Vivemos em uma era de abundância e desperdício. Muitos falam sobre sucesso, mas poucos sobre fidelidade. A parábola dos talentos é um chamado urgente de Jesus para que sejamos mordomos fiéis com tudo o que Ele nos confiou até o Seu retorno.
“O amor de Cristo nos constrange a não vivermos mais para nós mesmos, mas para Aquele que morreu e ressuscitou por nós.”

II. CONTEXTO DA PARÁBOLA (Mt 25.14-30)

A parábola dos talentos faz parte do discurso escatológico de Jesus (Mateus 24–25). Ela trata do tempo entre a primeira e a segunda vinda de Cristo e como devemos viver enquanto esperamos Seu retorno.
O Senhor da parábola representa Cristo.
Os servos somos nós, a Igreja.
Os talentos simbolizam oportunidades, dons, recursos naturais e espirituais.

III. PRINCÍPIOS DE MORDOMIA FIEL

1. Reconheça ao Senhor como Aquele que lhe confiou os Seus tesouros (vv. 14-18)

“Deus nunca nos cobrará além daquilo que Ele mesmo nos deu.”
Deus é justo: distribui conforme a capacidade (v.15).
Talento é diferente de capacidade. Segundo W. Wiersbe: "Talento é a oportunidade de usar a capacidade para servir a Cristo" (cf. 1Co 4.2).
Calvino: “Os talentos com que Deus nos favoreceu não são excelências originadas de nós mesmos, mas dádivas gratuitas de Deus.”

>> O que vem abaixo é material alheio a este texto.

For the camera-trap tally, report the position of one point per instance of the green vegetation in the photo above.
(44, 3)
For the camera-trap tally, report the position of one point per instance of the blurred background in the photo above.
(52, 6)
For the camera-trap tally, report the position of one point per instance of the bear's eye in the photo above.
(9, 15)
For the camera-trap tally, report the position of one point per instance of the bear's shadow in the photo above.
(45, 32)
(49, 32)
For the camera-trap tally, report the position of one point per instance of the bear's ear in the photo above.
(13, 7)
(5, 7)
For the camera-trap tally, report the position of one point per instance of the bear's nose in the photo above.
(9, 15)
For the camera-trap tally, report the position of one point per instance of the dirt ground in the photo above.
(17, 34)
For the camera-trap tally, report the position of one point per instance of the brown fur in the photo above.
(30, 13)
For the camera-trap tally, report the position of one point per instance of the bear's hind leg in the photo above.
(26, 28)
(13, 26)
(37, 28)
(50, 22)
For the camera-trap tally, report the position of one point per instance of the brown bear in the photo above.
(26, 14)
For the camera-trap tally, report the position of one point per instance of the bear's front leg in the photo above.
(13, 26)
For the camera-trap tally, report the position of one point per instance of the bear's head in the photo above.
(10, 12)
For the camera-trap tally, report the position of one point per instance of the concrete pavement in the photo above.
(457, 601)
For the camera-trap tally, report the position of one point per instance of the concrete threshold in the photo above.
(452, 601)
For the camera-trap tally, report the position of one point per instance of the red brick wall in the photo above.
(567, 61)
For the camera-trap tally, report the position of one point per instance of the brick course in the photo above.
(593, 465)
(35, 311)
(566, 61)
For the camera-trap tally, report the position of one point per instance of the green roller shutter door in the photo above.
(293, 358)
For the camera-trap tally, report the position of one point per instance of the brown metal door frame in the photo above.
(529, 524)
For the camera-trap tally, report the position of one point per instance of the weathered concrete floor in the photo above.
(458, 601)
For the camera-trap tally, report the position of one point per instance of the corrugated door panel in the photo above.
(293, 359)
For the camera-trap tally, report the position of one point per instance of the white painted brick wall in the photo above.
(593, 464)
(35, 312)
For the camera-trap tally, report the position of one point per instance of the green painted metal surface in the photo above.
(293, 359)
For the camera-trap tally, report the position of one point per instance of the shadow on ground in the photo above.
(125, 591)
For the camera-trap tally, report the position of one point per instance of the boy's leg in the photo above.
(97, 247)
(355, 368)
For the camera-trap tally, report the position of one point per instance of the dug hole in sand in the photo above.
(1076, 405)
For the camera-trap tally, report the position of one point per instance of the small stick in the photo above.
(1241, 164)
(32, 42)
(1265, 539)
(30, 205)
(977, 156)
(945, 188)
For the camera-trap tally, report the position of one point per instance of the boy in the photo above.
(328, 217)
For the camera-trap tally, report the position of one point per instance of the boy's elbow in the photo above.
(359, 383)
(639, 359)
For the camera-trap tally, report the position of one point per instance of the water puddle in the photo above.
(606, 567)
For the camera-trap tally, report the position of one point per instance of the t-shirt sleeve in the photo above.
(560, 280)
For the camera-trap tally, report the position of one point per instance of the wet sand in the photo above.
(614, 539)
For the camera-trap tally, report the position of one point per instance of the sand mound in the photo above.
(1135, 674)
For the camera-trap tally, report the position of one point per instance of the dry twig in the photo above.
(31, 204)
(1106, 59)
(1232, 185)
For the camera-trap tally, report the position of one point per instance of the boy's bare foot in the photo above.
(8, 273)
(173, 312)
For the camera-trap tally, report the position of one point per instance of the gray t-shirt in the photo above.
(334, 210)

2. Trabalhe com zelo e fidelidade para honrá-Lo (vv. 19-23)

A fidelidade é demonstrada ao multiplicar o que foi confiado.
O Senhor recompensa com três coisas:
Elogio: “Muito bem, servo bom e fiel”
Promoção: “Sobre o muito te colocarei”
Prazer: “Entra no gozo do teu Senhor”
William MacDonald: “Quanto mais fazemos, mais somos capacitados a fazer para Ele. A atrofia é a recompensa da indolência.”
Richard Baxter: “Temos um trabalho maior do que assegurar nossa própria salvação: edificar a Igreja, propagar a verdade, honrar a causa de Cristo.”

3. Não seja negligente (vv. 24-30)

O servo negligente tem uma visão distorcida do Senhor: o temia, mas não o amava.
Enterrou o talento: medo, inércia, omissão.
A penalidade da negligência:
Repreensão dura
Perda da responsabilidade
Banimento da presença do Senhor (v.30)
Thomas à Kempis: “Quanto mais você sabe e entende, mais severamente será julgado, a menos que sua vida também seja mais santa.”
MacDonald: A menção aos “banqueiros” no v.27 mostra que se você não pode usar, deve entregar a quem possa – missões, igrejas, ministérios.

IV. CONCLUSÃO

Cristo não chama servos para serem ociosos. Ele nos confiou recursos naturais e sobrenaturais para o Seu Reino: dons, tempo, influência, dinheiro, oportunidades. Ele espera produção, fidelidade e zelo.
Apelo final:
“Sede firmes, inabaláveis e sempre abundantes na obra do Senhor, sabendo que, no Senhor, o vosso trabalho não é vão” (1Co 15.58).
O Senhor está voltando. Que Ele nos encontre fiéis, produtivos e apaixonados pelo Seu Reino!